Nelsonville, Ohio, 1956. Teenage misfit Jonathan Bellah (Doug McKeon) has the hots for local sexpot Marilyn McCauley (Kelly Preston, hey why wouldn't he?) but can't score a date. That is until Jonathan befriends new kid in town, Gene Harbrough (Chris Nash), a Brylcreamed biker rebel with a surprisingly sensitive side. While cool kid Gene teaches Jonathan how to get laid he also falls for sweet-natured Bunny Miller (Catherine Mary Stewart, hey why wouldn't he?). Since Bunny worries her dad won't like her dating a bad boy, Jonathan helps his friend out by pretending to date her instead. Unfortunately this sets both Jonathan and Gene on a collision course with Bunny's nasty ex-boyfriend, Kenny (D.W. Brown).
Mischief scores its funniest gag before the opening credits roll. After the 20th Century Fox fanfare a familiar looking title card reads: "a long time ago in a galaxy far, far away... Ohio, 1956." What follows is mildly amusing rather than gut-busting funny though fairly nuanced compared to other teen sex comedies and even touching at times. That is to say, touching in a way unrelated to Kelly Preston's nude scenes. Boom-tish! American Graffiti (1973) begat the raunchier National Lampoon's Animal House (1978) that in turn spawned a sub-genre of retro-Fifties teen sex comedies, most (in)famously Porky's (1982). Like Porky's, Mischief reflects an American mid-life crisis in the Eighties, waxing nostalgic for a more innocent era before Watergate, before Vietnam when drag racing, sneaking liquor and yes, getting laid along with the 'live fast, die young' ethos of James Dean (whom Gene quotes directly at one point) enshrined the mythic American teen experience. An emphasis on friendship and romance elevates the film far above the crass likes of Lemon Popsicle or the Porky's series. Yet beneath the cloak of nostalgia (the soundtrack is a jukebox of baby boomer favourites) mixed with a more permissive Eighties attitude to nudity and sex, Mischief upholds archaic sexual politics that sour an otherwise amiable farce.
The film was scripted by Noel Black, director of the excellent satirical black comedy Pretty Poison (1968). Black claimed the story was autobiographical but handed directing duties to Mel Damski whose output includes episodes of numerous television shows along with Graham Chapman's pirate comedy flop Yellowbeard (1983). However, Damski's Native American biopic The Legend of Walks Far Woman (1982) remains a career high point for Raquel Welch. In some ways what the two men accomplished with Mischief is little more than a raunchier version of Happy Days with Jonathan as shy nice guy Richie Cunningham and chick-savvy, leather-jacketed Gene as the Fonz. It is a quirky character comedy with a leisurely, even aimless plot that nonetheless captures the eternal teen frustration of having what Chuck Berry aptly describes in song as "no particular place to go." Black injects some complexity with Gene's strained relationship with his widowed father (Terry O'Quinn), but while Jonathan gets him to open up about his feelings and take his future seriously discussions don't get any more profound than "Ever feel like shit when you try to help somebody?"

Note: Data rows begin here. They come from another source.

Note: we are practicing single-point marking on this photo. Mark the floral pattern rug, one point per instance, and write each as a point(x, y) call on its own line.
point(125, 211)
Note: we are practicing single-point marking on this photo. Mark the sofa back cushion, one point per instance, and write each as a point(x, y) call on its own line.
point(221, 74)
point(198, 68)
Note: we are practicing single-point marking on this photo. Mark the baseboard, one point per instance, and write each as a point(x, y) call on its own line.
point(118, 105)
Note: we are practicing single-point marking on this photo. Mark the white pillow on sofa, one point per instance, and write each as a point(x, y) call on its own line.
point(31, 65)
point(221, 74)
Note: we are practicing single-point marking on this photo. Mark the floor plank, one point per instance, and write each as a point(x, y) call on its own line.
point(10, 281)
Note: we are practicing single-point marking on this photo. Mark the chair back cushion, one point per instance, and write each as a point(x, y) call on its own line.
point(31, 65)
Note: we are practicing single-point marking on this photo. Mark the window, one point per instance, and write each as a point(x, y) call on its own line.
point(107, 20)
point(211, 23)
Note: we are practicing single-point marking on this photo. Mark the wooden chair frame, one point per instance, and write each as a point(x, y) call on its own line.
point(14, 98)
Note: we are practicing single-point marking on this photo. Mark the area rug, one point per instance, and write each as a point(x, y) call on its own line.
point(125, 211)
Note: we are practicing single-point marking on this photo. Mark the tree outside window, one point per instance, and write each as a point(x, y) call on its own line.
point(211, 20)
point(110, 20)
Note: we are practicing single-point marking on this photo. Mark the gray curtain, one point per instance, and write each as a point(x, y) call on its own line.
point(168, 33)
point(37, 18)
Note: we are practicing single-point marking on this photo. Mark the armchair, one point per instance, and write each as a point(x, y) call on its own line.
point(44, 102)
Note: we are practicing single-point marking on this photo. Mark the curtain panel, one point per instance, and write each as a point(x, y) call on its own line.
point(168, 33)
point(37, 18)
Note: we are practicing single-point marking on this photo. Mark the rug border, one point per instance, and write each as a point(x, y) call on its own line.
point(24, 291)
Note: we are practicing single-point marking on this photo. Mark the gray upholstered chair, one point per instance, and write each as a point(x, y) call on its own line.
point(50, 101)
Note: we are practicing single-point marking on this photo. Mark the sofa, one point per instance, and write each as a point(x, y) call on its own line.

The undeniably stimulating presence of Catherine Mary Stewart and sex-on-legs Kelly Preston, two of the era's most adored teen film starlets, ensured a cult following on the strength of Preston's steamy sex scenes alone (although in the midst of the AIDs crisis, contemporary audiences must have winced at the scene where Jonathan refuses to wear a condom). Even so, for all the talk of chicks and what car would guarantee you would get laid, the film is dominated by the undeniable homoerotic obsession between Jonathan and Gene. At one point Jonathan asks why Gene is so interested in his sex life and the answer is none too convincing. In an interesting twist Jonathan attracts Marilyn by proving more 'dangerous' than he initially seemed while Gene's sensitivity draws Bunny. However, after Jonathan finally beds Marilyn the plot springs a hypocritical twist that underlines its mixed messages . After emphasizing the hero's urge to get laid at all costs, the film balks at the revelation his lust object is no virgin and conveniently paints her a whore so the hero can move on to a 'nice' girl in the form of her geeky bespectacled sister (Jami Gertz, another familiar face in Eighties teen flicks). It is a typically reactionary Eighties teen movie trope masquerading as a moral. Other than that the remaining romances and relationships are resolved in satisfactory fashion.